In the past, we’ve published details about Finagle, Manhattan, and the summary of how we re-architected the site to be able to handle events like Castle in the Sky, the Super Bowl, 2014 World Cup, the global New Year’s Eve celebration, among others. In this infrastructure series, we’re focusing on the core infrastructure and components that run Twitter. We’re also going to focus each blog on efforts surrounding scalability, reliability, and efficiency in a way that highlights the history of our infrastructure, challenges we’ve faced, lessons learned, upgrades made, and where we’re heading.
Twitter hardware and data centers are at the scale few technology companies ever reach. However, this was not accomplished without a few missteps along the way. Our uptime has matured through a combination of physical improvements and software-based changes.

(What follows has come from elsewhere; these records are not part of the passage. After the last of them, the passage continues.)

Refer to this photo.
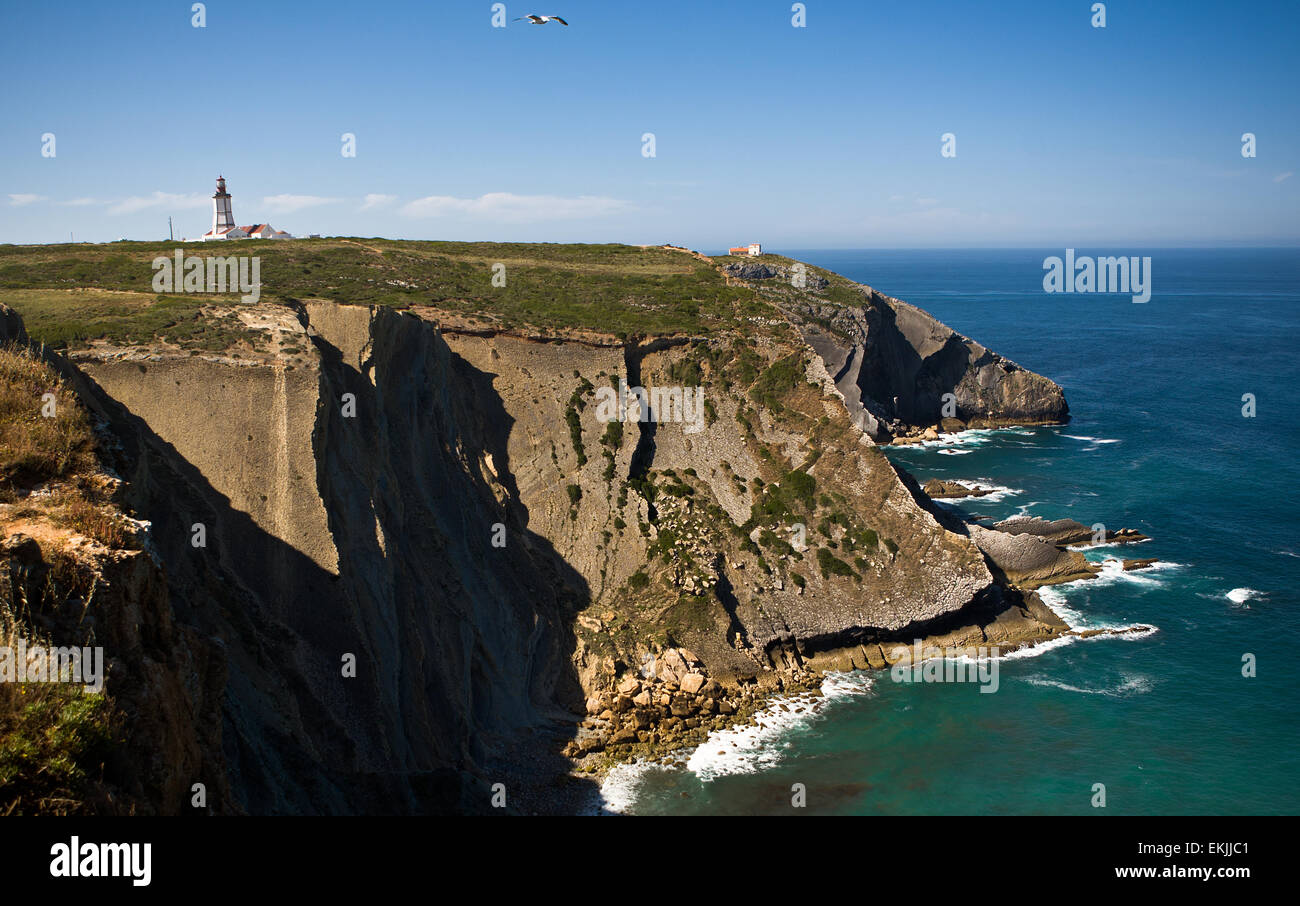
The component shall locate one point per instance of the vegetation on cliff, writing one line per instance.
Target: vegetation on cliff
(55, 737)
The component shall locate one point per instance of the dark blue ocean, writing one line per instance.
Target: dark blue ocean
(1157, 442)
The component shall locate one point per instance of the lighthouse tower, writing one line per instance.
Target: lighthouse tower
(221, 217)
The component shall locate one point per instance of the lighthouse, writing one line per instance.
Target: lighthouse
(224, 221)
(221, 217)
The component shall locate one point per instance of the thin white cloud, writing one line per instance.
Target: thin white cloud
(287, 204)
(137, 203)
(375, 200)
(511, 208)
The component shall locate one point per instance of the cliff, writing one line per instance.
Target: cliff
(430, 495)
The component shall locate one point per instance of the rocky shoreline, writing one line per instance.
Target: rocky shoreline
(664, 710)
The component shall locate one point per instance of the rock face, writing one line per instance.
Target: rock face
(939, 489)
(347, 568)
(423, 558)
(895, 364)
(1066, 530)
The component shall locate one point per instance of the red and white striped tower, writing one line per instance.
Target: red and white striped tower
(221, 217)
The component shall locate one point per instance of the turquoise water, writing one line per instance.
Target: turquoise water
(1157, 442)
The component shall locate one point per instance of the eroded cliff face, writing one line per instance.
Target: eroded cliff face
(346, 508)
(895, 363)
(423, 554)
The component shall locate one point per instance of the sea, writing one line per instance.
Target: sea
(1186, 427)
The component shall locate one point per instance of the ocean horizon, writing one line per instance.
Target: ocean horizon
(1158, 441)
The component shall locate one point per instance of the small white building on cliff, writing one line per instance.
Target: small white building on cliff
(224, 221)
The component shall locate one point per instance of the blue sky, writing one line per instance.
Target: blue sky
(798, 138)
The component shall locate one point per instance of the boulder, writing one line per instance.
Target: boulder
(693, 683)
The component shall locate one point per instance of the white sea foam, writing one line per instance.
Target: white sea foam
(1056, 598)
(974, 437)
(1106, 545)
(746, 749)
(1091, 440)
(623, 783)
(1129, 685)
(1000, 491)
(763, 744)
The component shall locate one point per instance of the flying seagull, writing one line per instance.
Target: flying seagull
(542, 20)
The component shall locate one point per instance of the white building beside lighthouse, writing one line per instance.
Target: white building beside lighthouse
(224, 221)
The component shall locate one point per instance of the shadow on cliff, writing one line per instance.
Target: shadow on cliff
(897, 378)
(459, 651)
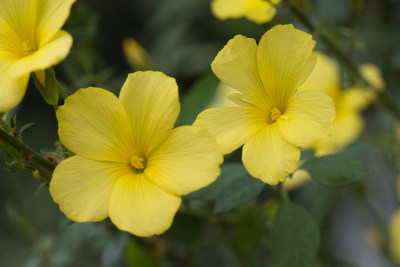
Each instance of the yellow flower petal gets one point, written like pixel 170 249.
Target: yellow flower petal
pixel 261 11
pixel 325 77
pixel 236 66
pixel 140 207
pixel 308 117
pixel 269 157
pixel 231 126
pixel 52 15
pixel 20 17
pixel 11 90
pixel 224 9
pixel 186 161
pixel 93 124
pixel 48 55
pixel 346 128
pixel 394 234
pixel 285 59
pixel 151 101
pixel 82 188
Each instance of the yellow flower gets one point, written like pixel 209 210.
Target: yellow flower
pixel 130 164
pixel 348 124
pixel 394 234
pixel 259 11
pixel 272 119
pixel 30 40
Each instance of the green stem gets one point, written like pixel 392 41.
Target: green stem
pixel 349 66
pixel 44 166
pixel 62 92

During the period when the fail whale was prevalent, outages occurred due to software limitations, as well as physical failures at the hardware or infrastructure level. Failure domains existed in various definitions which had to be aggregated to determine the risk and required redundancy for services. As the business scaled in customers, services, media content, and global presence, the strategy evolved to efficiently and resiliently support the service.
Software dependencies on bare metal were further dependant on our data centers’ ability to operate and maintain uptime of power, fiber connectivity, and environment. These discrete physical failure domains had to be reviewed against the services distributed on the hardware to provide for fault tolerance.
The initial decision of which data center service provider to scale with was done when specialization in site selection, operation, and design was in its infancy. We began in a hosted provider then migrated to a colocation facility as we scaled. Early service interruptions occurred as result of equipment failures, data center design issues, maintenance issues, and human error. As a result, we continually iterated on the physical layer designs to increase the resiliency of the hardware and the data center operations.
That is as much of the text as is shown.